Gregorio Alanis-Lobato, Human Embryo and Stem Cell Lab, The Francis Crick Institute
CRISPR-Cas9 genome editing is a promising technique for clinical applications, such as the correction of disease-associated alleles in somatic cells. The use of this approach has also been discussed in the context of heritable editing of the human germline. However, studies assessing gene correction in early human embryos report low efficiency of mutation repair, high rates of mosaicism and the possibility of unintended editing outcomes that may have pathologic consequences. We developed computational pipelines to assess single cell genomics and transcriptomics datasets from OCT4 (POU5F1) CRISPR-Cas9-targeted, Cas9 and uninjected control human preimplantation embryos. This allowed us to evaluate on-target mutations that would be missed by more conventional genotyping techniques. This GitHub repository contains the scripts that we implemented to carry out these analyses.

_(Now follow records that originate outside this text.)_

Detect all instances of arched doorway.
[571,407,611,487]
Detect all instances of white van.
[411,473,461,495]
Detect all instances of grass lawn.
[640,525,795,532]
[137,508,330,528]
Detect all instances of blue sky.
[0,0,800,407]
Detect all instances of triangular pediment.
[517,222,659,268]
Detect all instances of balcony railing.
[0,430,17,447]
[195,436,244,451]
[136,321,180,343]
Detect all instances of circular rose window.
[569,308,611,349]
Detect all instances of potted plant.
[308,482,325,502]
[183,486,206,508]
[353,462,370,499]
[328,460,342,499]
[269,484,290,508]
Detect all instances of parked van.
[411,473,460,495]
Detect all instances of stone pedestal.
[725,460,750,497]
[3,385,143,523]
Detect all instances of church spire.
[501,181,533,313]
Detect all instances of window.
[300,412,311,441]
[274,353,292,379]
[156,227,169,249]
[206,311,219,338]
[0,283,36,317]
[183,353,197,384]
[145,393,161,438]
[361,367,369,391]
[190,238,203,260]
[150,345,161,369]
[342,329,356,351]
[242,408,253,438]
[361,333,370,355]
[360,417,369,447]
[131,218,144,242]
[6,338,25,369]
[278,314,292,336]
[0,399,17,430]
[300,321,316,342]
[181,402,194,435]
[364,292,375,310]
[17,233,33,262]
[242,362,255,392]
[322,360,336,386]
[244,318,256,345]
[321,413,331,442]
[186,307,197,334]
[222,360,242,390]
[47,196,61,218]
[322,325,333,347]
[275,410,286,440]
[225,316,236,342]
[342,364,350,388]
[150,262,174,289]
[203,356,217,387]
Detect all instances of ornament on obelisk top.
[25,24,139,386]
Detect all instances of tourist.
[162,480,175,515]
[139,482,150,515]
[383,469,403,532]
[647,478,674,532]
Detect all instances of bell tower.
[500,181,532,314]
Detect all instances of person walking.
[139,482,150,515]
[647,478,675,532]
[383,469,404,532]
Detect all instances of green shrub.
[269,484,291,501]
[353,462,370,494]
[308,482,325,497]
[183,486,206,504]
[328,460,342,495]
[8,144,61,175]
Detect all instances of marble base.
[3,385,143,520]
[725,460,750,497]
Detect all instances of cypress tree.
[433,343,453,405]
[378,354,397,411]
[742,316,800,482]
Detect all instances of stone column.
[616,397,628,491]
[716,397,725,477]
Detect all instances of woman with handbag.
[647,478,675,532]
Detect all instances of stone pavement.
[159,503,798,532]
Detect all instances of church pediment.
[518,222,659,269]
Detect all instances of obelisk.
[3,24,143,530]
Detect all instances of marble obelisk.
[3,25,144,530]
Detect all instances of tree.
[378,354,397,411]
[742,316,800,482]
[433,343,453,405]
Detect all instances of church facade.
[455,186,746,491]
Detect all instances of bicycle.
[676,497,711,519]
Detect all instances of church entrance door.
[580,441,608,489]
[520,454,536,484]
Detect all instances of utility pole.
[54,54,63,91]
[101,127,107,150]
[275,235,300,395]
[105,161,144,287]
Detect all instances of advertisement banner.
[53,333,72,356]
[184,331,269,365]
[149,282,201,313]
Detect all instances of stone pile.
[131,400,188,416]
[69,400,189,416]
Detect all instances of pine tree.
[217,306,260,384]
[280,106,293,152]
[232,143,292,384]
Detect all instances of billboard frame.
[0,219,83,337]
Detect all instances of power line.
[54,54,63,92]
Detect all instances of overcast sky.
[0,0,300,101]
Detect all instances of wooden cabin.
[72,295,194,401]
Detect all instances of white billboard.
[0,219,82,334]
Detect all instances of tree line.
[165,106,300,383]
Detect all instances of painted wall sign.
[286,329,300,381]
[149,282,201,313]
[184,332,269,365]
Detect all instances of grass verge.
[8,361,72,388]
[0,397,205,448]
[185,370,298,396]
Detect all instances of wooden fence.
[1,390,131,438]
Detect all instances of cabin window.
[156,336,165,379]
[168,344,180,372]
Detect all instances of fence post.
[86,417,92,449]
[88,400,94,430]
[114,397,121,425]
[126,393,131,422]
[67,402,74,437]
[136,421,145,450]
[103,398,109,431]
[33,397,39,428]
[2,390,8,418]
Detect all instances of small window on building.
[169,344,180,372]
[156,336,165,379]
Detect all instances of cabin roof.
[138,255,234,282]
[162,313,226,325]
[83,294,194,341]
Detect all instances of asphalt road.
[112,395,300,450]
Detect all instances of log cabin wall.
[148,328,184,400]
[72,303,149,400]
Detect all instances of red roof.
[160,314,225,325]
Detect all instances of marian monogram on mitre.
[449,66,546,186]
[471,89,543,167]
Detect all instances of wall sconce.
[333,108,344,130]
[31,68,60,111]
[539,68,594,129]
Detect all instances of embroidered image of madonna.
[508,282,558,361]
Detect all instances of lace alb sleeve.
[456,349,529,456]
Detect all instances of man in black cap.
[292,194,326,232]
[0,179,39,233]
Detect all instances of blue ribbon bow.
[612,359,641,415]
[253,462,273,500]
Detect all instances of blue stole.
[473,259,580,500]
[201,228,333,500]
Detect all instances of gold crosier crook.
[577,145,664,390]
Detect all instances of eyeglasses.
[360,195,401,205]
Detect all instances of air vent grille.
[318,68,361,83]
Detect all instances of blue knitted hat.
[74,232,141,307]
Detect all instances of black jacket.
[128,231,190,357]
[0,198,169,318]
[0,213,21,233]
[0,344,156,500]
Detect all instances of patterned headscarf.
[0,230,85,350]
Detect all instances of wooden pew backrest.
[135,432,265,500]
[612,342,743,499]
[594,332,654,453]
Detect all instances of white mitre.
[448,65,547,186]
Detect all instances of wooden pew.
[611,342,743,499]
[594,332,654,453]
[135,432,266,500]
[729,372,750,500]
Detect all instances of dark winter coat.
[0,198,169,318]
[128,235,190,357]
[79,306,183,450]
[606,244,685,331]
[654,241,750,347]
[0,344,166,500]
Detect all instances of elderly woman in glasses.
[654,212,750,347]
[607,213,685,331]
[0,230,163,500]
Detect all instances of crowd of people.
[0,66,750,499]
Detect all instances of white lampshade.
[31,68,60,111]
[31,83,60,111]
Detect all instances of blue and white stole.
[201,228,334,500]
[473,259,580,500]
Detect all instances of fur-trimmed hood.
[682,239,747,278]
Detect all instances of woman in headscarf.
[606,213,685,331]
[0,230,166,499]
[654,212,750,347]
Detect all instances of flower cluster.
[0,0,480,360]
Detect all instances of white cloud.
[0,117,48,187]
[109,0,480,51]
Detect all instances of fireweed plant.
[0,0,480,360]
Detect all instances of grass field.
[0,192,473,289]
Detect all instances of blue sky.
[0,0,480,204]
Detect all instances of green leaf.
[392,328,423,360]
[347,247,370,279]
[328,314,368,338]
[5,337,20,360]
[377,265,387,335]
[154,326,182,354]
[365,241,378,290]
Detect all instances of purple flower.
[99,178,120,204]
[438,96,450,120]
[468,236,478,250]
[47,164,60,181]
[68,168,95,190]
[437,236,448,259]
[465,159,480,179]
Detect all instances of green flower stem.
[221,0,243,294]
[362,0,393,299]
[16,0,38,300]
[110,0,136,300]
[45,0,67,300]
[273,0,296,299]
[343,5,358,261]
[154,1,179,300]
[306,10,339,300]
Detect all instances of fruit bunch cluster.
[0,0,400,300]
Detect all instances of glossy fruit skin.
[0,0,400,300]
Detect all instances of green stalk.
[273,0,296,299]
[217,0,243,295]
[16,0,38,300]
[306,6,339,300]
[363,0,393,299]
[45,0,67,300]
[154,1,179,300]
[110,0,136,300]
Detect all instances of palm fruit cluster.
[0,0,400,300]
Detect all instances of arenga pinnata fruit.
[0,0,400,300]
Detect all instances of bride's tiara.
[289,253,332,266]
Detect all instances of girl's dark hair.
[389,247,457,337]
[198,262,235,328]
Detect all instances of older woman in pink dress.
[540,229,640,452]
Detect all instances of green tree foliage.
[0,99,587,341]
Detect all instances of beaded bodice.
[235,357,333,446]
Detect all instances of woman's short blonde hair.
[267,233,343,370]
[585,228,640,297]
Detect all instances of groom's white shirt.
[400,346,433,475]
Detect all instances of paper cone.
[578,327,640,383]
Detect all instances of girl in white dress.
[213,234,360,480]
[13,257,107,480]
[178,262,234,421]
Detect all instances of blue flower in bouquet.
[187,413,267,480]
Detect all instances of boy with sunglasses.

The following figure shows the different datasets that we analysed and the outputs that were produced with the pipelines listed below. Briefly, low-pass whole genome sequencing (WGS) data from OCT4-targeted, Cas9 and uninjected control single cells or trophectoderm (TE) biopsies from human embryo samples were used to generate copy-number profiles. The genomic DNA (gDNA) isolated from single cells or TE biopsies subjected to the G&T-seq protocol (short for single cell genome and transcriptome sequencing) or to whole genome amplification (WGA) was used for targeted deep sequencing of 15 PCR amplicons across the POU5F1 locus. We took advantage of the high coverage obtained at each of the sequenced amplicons to call single nucleotide polymorphisms (SNPs) and generate SNP profiles for each sample. Finally, the gene expression data from the G&T-seq samples were used to generate transcriptome-based digital karyotypes.
The scripts associated with each pipeline have been organised in different folders. Each script contains example execution guidelines.
Low-pass WGS samples were aligned to the human genome hg19 using BWA version 0.7.17 and the copy-number profiles were generated with the R package QDNAseq version 1.24.0 using bins of size 100kb.
The corresponding scripts are inside the lowpassWGS
folder and must be
executed in the following order to generate a copy-number profile for
each sample:
- align_lowpassWGS.sh
- generate_CNP.R
Deep amplicon sequencing paired-end reads were trimmed with DADA2 to
remove low-quality regions. Then, we corrected substitution errors in
the trimmed reads with RACER and mapped the corrected reads to the human
genome hg38 with BWA version 0.7.17 in multi-threaded mode using the
mem
algorithm with default settings. Subsequently, SAM files were
converted to the BAM format and post-processed (sorting, indexing and
mate fixing) using Samtools version 1.3.1. SNP calling was performed
with BCFtools version 1.8 using the mpileup
(--max-depth 2000 -a 'AD,DP,ADF,ADR' -Ou
) and call
(-mv -V 'indels' -Ov
) algorithms in
multi-threaded mode. SNPs supported by less than 10 reads and with
mapping quality below 50 were filtered out. To control for allele
overamplification, we revisited the homozygous SNP calls in search for
reads supporting the reference allele at those positions. We changed
these homozygous SNPs to heterozygous if the fraction of reads
supporting the reference allele was at least 6% of the total. This
threshold corresponds to the median of the distribution of the fraction
of reads supporting the reference allele across samples.
The corresponding scripts are inside the ampliconSeq
folder and must
be executed in the following order to generate a VCF file per sample
containing its SNP profile:
- check_fastq_quality.R
- trim_and_filter.R
- correct_fastq.sh
- call_snps.sh
- correct_amp_bias.R
The resulting VCF files can be explored with, for example, the Integrative Genomics Viewer.
For transcriptome-based digital karyotyping, we used the data deposited in the GEO repository under accession GSE100118. We applied two approaches to this dataset: z-score karyotyping [Groff et al. Genome Res. 29:1705-1718] and eSNP-Karyotyping [Weissbein et al. Nature Communications 7:12144].
We only provide scripts for z-score karyotyping in the digitalKaryo
folder:
- z_scr_karyo.R
eSNP-karyotyping can be installed and applied to your data following the instructions in the following GitHub repository:
Note that z-score karyotyping was applied to the processed gene expression matrix provided at the GEO, while eSNP-Karyotyping was applied directly to the FastQ files. We used version 0.6.5 of Trim Galore! on the raw FastQ files for quality and adapter trimming before the application of eSNP-Karyotyping.
This document was knitted on 22 September 2020.